Co-authored-by: Steven Liu <59462357+stevhliu@users.noreply.github.com>
---
 .../en/using-diffusers/weighted_prompts.md    | 65 ++++++++++++++++++-
 1 file changed, 62 insertions(+), 3 deletions(-)

diff --git a/docs/source/en/using-diffusers/weighted_prompts.md b/docs/source/en/using-diffusers/weighted_prompts.md
index 5e6371d011..f0a705d38f 100644
--- a/docs/source/en/using-diffusers/weighted_prompts.md
+++ b/docs/source/en/using-diffusers/weighted_prompts.md
@@ -24,13 +24,16 @@ This is called "prompt-weighting" and has been a highly demanded feature by the
 
 ## How to do prompt-weighting in Diffusers
 
-We believe the role of `diffusers` is to be a toolbox that provides essential features that enable other projects, such as [InvokeAI](https://github.com/invoke-ai/InvokeAI) or [diffuzers](https://github.com/abhishekkrthakur/diffuzers), to build powerful UIs. In order to support arbitrary methods to manipulate prompts, `diffusers` exposes a [`prompt_embeds`](https://huggingface.co/docs/diffusers/v0.14.0/en/api/pipelines/stable_diffusion/text2img#diffusers.StableDiffusionPipeline.__call__.prompt_embeds) function argument to many pipelines such as [`StableDiffusionPipeline`], allowing to directly pass the "prompt-weighted"/scaled text embeddings to the pipeline.

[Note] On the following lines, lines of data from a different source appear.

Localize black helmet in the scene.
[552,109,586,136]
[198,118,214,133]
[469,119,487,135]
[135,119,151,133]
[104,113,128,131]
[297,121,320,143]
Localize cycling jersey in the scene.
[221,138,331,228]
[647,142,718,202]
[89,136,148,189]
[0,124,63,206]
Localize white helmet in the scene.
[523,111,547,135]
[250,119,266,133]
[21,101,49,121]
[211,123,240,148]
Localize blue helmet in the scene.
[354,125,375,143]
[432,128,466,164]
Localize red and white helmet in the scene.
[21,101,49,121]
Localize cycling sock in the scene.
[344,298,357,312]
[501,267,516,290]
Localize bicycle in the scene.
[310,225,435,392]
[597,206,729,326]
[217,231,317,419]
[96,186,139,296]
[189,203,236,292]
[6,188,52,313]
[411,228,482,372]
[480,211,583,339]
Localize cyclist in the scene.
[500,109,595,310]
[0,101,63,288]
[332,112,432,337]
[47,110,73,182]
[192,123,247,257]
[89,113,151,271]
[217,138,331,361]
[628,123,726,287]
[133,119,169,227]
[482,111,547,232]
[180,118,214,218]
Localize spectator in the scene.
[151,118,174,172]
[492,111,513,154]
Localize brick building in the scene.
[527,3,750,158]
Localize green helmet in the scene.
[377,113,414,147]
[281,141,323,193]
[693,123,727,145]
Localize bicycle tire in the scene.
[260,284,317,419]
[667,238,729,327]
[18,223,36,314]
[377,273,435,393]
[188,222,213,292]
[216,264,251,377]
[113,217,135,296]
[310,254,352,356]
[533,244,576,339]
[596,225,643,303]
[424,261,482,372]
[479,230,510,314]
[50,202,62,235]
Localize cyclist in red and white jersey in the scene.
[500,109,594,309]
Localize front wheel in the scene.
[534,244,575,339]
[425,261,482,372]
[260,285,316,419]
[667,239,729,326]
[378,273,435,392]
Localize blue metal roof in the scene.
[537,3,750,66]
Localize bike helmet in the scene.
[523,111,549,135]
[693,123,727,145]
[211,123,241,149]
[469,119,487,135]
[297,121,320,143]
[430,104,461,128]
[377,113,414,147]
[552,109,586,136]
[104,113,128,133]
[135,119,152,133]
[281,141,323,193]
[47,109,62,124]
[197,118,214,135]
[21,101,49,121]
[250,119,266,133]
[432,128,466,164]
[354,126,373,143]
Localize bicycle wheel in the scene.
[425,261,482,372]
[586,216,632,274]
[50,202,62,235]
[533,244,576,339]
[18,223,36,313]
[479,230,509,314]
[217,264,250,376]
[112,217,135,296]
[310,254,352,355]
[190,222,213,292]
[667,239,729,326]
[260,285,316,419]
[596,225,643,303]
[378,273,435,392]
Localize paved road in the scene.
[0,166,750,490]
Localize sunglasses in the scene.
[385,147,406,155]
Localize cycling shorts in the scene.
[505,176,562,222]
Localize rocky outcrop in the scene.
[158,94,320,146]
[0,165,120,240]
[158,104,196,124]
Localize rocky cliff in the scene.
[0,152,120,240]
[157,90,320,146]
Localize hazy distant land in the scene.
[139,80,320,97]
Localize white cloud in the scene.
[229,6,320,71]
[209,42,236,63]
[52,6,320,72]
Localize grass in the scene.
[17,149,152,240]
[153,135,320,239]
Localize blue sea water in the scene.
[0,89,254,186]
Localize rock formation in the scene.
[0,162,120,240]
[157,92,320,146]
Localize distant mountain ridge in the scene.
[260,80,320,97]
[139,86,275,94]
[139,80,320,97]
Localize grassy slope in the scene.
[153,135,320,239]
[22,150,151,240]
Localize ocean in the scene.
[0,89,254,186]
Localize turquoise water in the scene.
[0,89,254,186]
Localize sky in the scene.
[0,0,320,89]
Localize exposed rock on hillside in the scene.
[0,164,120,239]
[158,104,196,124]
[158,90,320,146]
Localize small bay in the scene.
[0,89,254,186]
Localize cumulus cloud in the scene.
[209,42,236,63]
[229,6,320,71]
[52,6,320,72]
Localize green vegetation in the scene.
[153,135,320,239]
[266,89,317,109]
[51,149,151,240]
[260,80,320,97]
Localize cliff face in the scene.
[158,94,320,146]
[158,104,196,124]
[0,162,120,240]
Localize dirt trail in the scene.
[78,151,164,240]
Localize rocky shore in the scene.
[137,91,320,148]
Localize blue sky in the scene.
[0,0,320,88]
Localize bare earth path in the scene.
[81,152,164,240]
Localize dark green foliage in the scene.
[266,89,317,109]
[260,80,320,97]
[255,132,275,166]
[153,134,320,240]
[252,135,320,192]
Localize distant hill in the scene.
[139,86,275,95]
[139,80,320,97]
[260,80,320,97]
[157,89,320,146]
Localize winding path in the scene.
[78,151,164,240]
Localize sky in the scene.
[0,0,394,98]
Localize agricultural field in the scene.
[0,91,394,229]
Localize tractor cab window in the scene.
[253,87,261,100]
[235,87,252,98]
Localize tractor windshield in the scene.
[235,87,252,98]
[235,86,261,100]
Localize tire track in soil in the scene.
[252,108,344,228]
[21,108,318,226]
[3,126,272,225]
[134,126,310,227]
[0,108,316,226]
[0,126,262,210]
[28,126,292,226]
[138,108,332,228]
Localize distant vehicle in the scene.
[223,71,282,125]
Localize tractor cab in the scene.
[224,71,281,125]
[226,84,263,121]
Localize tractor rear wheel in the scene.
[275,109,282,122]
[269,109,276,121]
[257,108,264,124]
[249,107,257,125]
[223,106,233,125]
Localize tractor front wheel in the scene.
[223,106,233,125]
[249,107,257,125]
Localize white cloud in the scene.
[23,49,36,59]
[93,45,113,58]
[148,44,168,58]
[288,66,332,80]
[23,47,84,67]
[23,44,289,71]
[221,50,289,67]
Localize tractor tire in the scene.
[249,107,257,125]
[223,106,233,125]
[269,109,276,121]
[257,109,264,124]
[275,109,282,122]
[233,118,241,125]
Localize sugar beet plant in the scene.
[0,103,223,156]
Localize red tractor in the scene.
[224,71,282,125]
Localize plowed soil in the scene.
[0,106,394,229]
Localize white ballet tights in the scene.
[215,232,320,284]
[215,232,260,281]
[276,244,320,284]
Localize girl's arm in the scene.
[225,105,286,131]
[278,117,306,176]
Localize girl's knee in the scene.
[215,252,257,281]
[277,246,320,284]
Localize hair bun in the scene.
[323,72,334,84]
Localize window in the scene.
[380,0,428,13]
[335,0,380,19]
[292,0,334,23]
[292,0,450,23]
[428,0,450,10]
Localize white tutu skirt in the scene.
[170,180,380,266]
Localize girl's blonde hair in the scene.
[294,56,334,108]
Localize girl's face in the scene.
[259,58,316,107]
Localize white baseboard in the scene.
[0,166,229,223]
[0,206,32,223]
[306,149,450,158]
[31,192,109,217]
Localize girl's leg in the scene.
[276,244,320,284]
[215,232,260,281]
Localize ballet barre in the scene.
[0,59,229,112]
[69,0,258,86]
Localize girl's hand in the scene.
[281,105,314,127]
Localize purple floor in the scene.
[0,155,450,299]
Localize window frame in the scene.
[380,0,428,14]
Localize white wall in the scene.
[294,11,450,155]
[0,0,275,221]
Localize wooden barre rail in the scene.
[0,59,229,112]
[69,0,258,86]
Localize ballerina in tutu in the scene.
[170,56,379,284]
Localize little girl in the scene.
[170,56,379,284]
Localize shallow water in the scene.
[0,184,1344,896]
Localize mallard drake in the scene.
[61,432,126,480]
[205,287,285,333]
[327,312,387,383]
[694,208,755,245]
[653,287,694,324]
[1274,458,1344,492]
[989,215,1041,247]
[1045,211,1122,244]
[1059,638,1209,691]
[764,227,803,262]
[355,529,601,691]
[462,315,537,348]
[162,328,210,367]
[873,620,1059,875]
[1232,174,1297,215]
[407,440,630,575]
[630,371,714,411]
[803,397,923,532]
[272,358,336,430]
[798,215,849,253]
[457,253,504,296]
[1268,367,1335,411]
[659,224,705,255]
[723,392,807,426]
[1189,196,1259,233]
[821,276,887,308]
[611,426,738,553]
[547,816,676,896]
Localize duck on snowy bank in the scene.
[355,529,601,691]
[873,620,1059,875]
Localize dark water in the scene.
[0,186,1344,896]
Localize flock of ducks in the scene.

+We believe the role of `diffusers` is to be a toolbox that provides essential features that enable other projects, such as [InvokeAI](https://github.com/invoke-ai/InvokeAI) or [diffuzers](https://github.com/abhishekkrthakur/diffuzers), to build powerful UIs. In order to support arbitrary methods to manipulate prompts, `diffusers` exposes a [`prompt_embeds`](https://huggingface.co/docs/diffusers/en/api/pipelines/stable_diffusion/text2img#diffusers.StableDiffusionPipeline.__call__.prompt_embeds) function argument and an optional [`negative_prompt_embeds`](https://huggingface.co/docs/diffusers/en/api/pipelines/stable_diffusion/text2img#diffusers.StableDiffusionPipeline.__call__.negative_prompt_embeds) function argument to many pipelines such as [`StableDiffusionPipeline`], [`StableDiffusionControlNetPipeline`], [`StableDiffusionXLPipeline`], allowing to directly pass the "prompt-weighted"/scaled text embeddings to the pipeline.
 
 The [compel library](https://github.com/damian0815/compel) provides an easy way to emphasize or de-emphasize portions of the prompt for you. We strongly recommend it instead of preparing the embeddings yourself.
 
 Let's look at a simple example. Imagine you want to generate an image of `"a red cat playing with a ball"` as 
 follows:
 
+
+### StableDiffusionPipeline
+
 ```py
 from diffusers import StableDiffusionPipeline, UniPCMultistepScheduler
 
@@ -53,8 +56,8 @@ As you can see, there is no "ball" in the image. Let's emphasize this part!
 
 For this we should install the `compel` library:
 
-```
-pip install compel
+```py
+pip install compel --upgrade
 ```
 
 and then create a `Compel` object:
@@ -108,3 +111,59 @@ compel = Compel(
 
 Also, please check out the documentation of the [compel](https://github.com/damian0815/compel) library for 
 more information.
+
+### StableDiffusionXLPipeline
+
+For StableDiffusionXL we need to not only pass `prompt_embeds` (and optionally `negative_prompt_embeds`), but also [`pooled_prompt_embeds`](https://huggingface.co/docs/diffusers/en/api/pipelines/stable_diffusion/stable_diffusion_xl#diffusers.StableDiffusionXLInpaintPipeline.__call__.pooled_prompt_embeds) and optionally [`negative_pooled_prompt_embeds`](https://huggingface.co/docs/diffusers/en/api/pipelines/stable_diffusion/stable_diffusion_xl#diffusers.StableDiffusionXLInpaintPipeline.__call__.negative_pooled_prompt_embeds). 
+In addition, [`StableDiffusionXLPipeline`] has two tokenizers and two text encoders which both need to be used to weight the prompt.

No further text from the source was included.